Dr. Lynn Yee, a Northwestern University professor of obstetrics and gynecology who helped draft the NIH guidance, highlighted the importance of listening to patients without blaming or shaming them. Breastfeeding offers numerous benefits, including ideal nutrition for babies, protection against illnesses, and reduced risks of obesity and Type 2 diabetes. It also lowers the mother’s risk of breast and ovarian cancer, diabetes, and high blood pressure.

Since 2010, the World Health Organization (WHO) has recommended that women with HIV in developing countries breastfeed their infants if they have access to antiretroviral therapy. This recommendation balances the risk of HIV transmission with the dangers of malnutrition, diarrhea, and pneumonia in places where safe alternatives to breast milk are not available. In contrast, experts in developed nations had previously advised against breastfeeding due to the availability of safe water, formula, and donor milk, which could eliminate the risk of HIV transmission.

The AAP’s new guidance aims to provide crucial support for pediatricians, nurses, and lactation specialists. Dr.
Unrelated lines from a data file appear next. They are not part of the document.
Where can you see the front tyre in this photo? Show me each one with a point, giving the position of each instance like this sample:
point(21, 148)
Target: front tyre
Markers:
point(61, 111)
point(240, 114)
Abuogi noted that some healthcare providers had already been assisting HIV-positive individuals with breastfeeding despite previous recommendations, and she hopes the new guidance will expand this practice quickly.

One example of the impact of this policy change is Ci Ci Covin, 36, of Philadelphia, who was diagnosed with HIV at age 20. She was not permitted to breastfeed her first child, leading to postpartum depression. However, with her second child, Covin was able to successfully breastfeed for seven months with the support of her healthcare team, while adhering to her medication regimen and giving her baby preventive drugs.

“Breast milk has everything in it that my baby would need,” Covin said. “That’s a beautiful thing.”

Abuogi highlighted that this policy change is being driven not only by healthcare providers but also by the patients themselves, who are pushing for these options.